With the increasing complexity and level of integration of electronic products, there is a growing need for distributed and independent power conversion devices, such as point-of-load voltage sources, to provide the well-regulated bias voltages for the highly integrated semiconductor devices that are commonly used. Highly integrated semiconductor devices frequently operate from specialized bias voltages. The power conversion devices must be economical and formed with very small dimensions to meet the size and portability needs of these markets, particularly markets that include portable and compact products such as cellular telephones and personal computers.
A power converter is conventionally formed with discrete magnetic devices such as transformers and inductors that are necessary in the design to achieve high power conversion efficiency. Such magnetic devices generally consist of electrically conductive windings, a body (“bobbin”) to support the windings, and a ferromagnetic core to provide a sufficiently high level of magnetic flux density for a given level of current in the windings. The assembly is generally mounted on a printed wiring board (“PWB”) for interconnection with other circuit elements.

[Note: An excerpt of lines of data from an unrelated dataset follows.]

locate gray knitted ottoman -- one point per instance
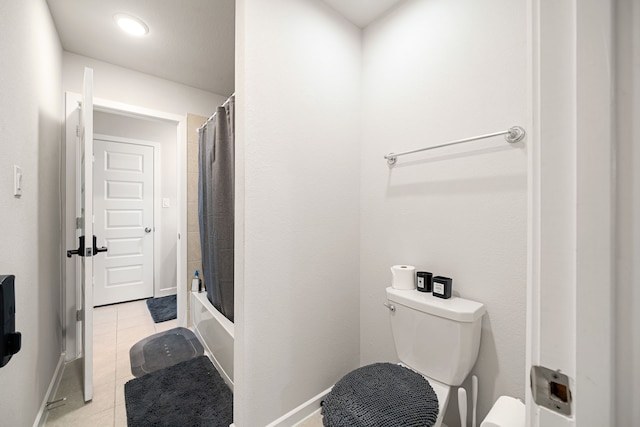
(381, 395)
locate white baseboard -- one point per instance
(303, 411)
(41, 417)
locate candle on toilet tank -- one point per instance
(425, 281)
(442, 287)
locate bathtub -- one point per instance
(215, 332)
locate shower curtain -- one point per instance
(216, 184)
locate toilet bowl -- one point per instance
(438, 339)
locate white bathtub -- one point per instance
(215, 332)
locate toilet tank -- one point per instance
(439, 338)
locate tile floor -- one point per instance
(116, 329)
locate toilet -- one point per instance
(437, 338)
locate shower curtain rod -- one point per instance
(224, 104)
(512, 135)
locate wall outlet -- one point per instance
(17, 181)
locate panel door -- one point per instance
(84, 202)
(123, 204)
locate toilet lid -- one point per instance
(381, 395)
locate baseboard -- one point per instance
(303, 411)
(41, 417)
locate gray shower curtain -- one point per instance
(216, 185)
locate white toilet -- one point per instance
(438, 338)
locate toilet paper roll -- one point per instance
(403, 277)
(506, 412)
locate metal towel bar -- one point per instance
(512, 135)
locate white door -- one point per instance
(123, 211)
(85, 205)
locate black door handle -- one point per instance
(79, 251)
(84, 251)
(96, 249)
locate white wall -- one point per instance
(166, 226)
(297, 304)
(627, 329)
(436, 71)
(113, 83)
(30, 113)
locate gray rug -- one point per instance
(164, 349)
(163, 308)
(381, 395)
(191, 393)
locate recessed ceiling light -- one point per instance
(131, 24)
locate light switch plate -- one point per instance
(17, 181)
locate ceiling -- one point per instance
(191, 45)
(362, 12)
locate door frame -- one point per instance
(157, 157)
(70, 302)
(571, 151)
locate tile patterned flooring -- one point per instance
(116, 329)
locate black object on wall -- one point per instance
(11, 340)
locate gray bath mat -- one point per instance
(163, 308)
(381, 395)
(191, 393)
(164, 349)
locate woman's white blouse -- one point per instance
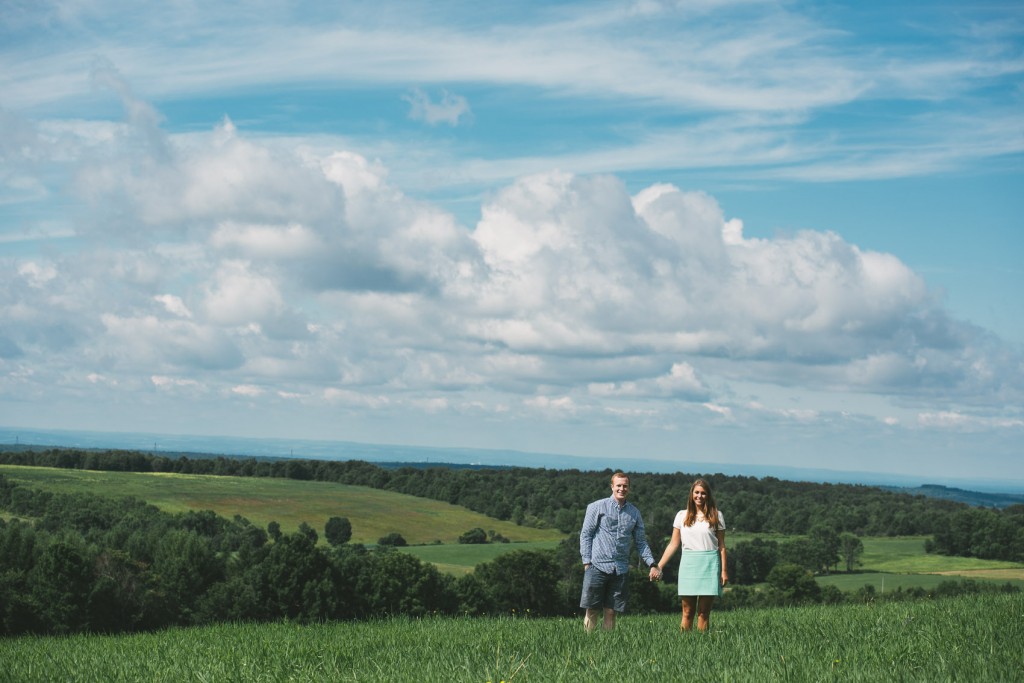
(698, 537)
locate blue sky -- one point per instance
(735, 231)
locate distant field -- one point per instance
(899, 561)
(461, 558)
(373, 513)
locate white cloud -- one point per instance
(450, 109)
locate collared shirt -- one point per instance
(607, 531)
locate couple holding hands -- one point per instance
(611, 525)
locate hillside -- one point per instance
(374, 513)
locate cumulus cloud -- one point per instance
(273, 273)
(449, 110)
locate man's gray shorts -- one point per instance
(602, 590)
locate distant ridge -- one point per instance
(988, 500)
(176, 444)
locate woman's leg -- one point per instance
(705, 603)
(689, 607)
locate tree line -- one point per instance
(88, 563)
(551, 498)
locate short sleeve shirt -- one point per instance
(699, 536)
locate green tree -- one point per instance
(474, 536)
(753, 560)
(393, 539)
(851, 548)
(338, 530)
(824, 547)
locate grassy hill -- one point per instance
(971, 638)
(887, 562)
(374, 513)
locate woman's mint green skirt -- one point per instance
(699, 572)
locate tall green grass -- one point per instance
(953, 639)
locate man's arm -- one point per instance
(640, 539)
(590, 524)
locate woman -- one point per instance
(700, 530)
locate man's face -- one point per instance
(620, 488)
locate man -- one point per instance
(609, 527)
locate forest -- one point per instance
(90, 563)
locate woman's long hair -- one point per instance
(710, 510)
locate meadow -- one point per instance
(951, 639)
(374, 513)
(433, 527)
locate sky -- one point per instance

A known technique to form magnetic devices is to employ planar windings that are formed directly in the buried metallic layers of a PWB. Exemplary magnetic cores that can be used with such structures are “EI” and “EE” core forms, so named for the corresponding shapes of the letters “E” and “I,” and produced by companies such as EPCOS and Philips. To insert and secure such cores to a PWB, apertures with complex and precise shapes must be milled in the PWB. Milling of such apertures in a PWB is generally a more costly mechanical operation than, for example, drilling of holes.

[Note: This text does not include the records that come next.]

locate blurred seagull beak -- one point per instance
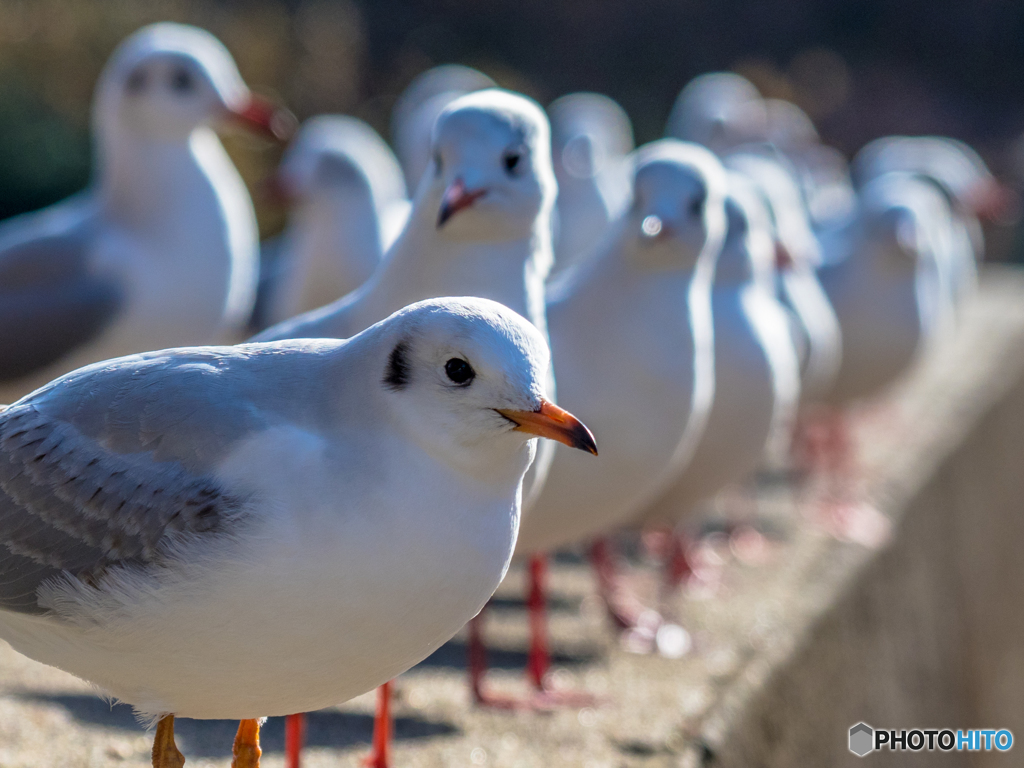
(555, 424)
(783, 259)
(995, 204)
(275, 190)
(457, 197)
(265, 118)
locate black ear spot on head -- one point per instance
(136, 81)
(396, 375)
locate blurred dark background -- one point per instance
(860, 68)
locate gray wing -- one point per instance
(50, 303)
(104, 467)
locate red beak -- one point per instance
(457, 197)
(265, 118)
(555, 424)
(783, 259)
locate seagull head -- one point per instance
(417, 109)
(466, 380)
(796, 244)
(898, 212)
(338, 158)
(720, 110)
(492, 176)
(168, 79)
(678, 206)
(749, 250)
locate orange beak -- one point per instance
(265, 118)
(555, 424)
(457, 197)
(783, 259)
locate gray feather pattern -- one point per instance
(69, 505)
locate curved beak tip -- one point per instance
(554, 423)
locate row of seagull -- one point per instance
(280, 525)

Power converters are also manufactured with discrete magnetic devices in an integrated circuit-size (“IC”) package, such as the DCR010505 power converter produced by Texas Instruments, Inc., to achieve a small physical size, as described by Geoff Jones in the paper entitled “Miniature Solutions for Voltage Isolation,” Texas Instruments' Analog Applications Journal, dated 3Q2005, pages 13-17. However, such power converters are generally larger than the needs of the more challenging markets for compact circuit devices, particularly for low power applications, and are produced at costs that do not meet the needs of high-volume production.
To produce inductors and transformers with small dimensions, studies have been undertaken to incorporate buried copper conductors within surrounding layers of a ferromagnetic film, for example, the study described by K. Yamaguchi, et al., in the paper entitled “Characteristic of a Thin Film Microtransformer with Circular Spiral Coils,” published in the IEEE Transaction on Magnetics, Vol. 29, No. 5, September 1993. The fabrication procedure described by Yamaguchi includes depositing a sputtered magnetic film that is then patterned using a photoresist. Copper windings are deposited by an electroplating process to produce a compact magnetic design. However, the overall process is not practical for a high-volume, low-cost production sequence in view of the complexity of the manufacturing steps that are necessary to produce a workable product.
Thus, there is a need for a process and related method to produce a magnetic device with very small physical dimensions that are adaptable to high volume and low cost manufacturing processes to meet the more challenging market needs that lie ahead that avoids the disadvantages of conventional approaches.